Иван пригладил волосы:
– Как давно разверзлось время?
– Год – не больше.
– И где?
– То не ведаю. Лишь слышу знаки.
– Поня-а-атно. Как такое могло случиться вообще?
– Перстень. Он есть. Еще один.
– Четвертый? Да сколько же их вообще?
Мавря тряхнула седыми космами.
– Ты не понял. Четвертый перстень не здесь, там…
– Ах, там…
– Да, там… Там, откуда пришли. – Колдунья вздохнула. – А может, уже и здесь… То есть – то там, то здесь.
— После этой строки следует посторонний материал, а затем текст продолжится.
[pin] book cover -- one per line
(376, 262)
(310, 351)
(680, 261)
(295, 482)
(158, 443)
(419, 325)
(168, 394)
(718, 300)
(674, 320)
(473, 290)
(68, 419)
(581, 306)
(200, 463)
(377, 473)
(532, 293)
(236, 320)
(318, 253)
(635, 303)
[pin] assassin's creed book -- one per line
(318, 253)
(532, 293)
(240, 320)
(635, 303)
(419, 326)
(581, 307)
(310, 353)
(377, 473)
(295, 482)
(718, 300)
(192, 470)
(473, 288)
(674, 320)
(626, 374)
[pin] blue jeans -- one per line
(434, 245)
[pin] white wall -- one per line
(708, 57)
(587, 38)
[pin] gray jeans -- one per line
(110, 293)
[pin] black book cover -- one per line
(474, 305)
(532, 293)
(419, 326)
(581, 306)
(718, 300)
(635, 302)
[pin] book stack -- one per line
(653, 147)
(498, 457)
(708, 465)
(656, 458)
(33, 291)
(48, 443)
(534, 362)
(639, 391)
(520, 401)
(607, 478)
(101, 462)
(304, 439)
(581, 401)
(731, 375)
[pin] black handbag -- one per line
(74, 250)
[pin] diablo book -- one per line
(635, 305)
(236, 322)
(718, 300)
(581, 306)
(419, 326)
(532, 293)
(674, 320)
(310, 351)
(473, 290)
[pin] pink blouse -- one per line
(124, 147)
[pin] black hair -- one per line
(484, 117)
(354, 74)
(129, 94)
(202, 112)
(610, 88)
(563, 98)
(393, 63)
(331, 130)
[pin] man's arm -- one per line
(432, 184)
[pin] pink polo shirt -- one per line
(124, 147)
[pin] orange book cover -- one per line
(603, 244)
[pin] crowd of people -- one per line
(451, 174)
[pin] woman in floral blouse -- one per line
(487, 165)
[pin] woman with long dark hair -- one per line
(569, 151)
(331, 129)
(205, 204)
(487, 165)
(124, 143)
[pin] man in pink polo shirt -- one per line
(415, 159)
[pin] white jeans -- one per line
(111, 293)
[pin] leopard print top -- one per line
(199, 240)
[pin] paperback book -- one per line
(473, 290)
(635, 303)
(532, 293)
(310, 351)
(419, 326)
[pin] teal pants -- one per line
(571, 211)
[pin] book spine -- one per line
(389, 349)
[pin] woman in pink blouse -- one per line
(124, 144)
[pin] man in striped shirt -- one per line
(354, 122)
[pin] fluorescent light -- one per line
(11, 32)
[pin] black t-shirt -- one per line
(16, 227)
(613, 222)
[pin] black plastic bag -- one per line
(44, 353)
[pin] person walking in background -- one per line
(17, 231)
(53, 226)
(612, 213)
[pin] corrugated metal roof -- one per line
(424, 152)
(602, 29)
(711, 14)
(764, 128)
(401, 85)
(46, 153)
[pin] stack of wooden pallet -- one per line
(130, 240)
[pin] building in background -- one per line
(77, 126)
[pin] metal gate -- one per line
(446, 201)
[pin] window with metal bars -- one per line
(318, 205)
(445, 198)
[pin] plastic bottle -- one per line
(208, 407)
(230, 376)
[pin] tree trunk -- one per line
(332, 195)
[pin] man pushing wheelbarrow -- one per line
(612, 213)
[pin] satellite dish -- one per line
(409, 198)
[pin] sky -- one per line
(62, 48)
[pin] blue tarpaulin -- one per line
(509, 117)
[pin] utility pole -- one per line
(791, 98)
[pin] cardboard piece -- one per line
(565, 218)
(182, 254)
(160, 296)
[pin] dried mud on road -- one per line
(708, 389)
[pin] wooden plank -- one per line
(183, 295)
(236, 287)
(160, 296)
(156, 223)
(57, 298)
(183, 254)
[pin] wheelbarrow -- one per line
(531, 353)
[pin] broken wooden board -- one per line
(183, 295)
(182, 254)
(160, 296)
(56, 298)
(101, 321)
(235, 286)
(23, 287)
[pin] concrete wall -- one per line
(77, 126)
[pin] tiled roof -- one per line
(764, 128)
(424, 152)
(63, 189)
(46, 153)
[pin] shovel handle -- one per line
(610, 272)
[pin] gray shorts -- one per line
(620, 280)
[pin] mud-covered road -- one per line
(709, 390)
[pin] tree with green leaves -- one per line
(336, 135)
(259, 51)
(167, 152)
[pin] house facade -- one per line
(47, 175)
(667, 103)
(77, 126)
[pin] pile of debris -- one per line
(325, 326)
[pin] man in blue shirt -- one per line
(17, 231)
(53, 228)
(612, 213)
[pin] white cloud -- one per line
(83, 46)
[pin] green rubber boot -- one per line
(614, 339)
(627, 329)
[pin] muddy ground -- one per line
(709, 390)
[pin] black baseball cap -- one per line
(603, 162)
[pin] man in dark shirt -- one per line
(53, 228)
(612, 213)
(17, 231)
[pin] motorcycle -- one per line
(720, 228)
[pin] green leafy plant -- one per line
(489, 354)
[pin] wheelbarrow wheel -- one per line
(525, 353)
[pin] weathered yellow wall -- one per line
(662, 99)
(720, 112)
Больше ничего тебе не скажу – просто не знаю.
– Спасибо и за это. – Раничев поднялся с лавки и, немного пройдясь по горнице, продолжил беседу. – Вряд ли тебя будут искать – игумен уже сжег несчастную, ни в чем не повинную кошку… Но все же тебе не стоит светиться.
– Светиться?
– Показываться лишний раз на людях. За Гумновым есть починок, выселки… Пока поживешь приживалой, а к осени выстроят для тебя избенку.
– Благодарствую, боярин-князь, – встав, поклонилась старуха. – Ты добрый человек, таких мало. И странно…
– Что странно?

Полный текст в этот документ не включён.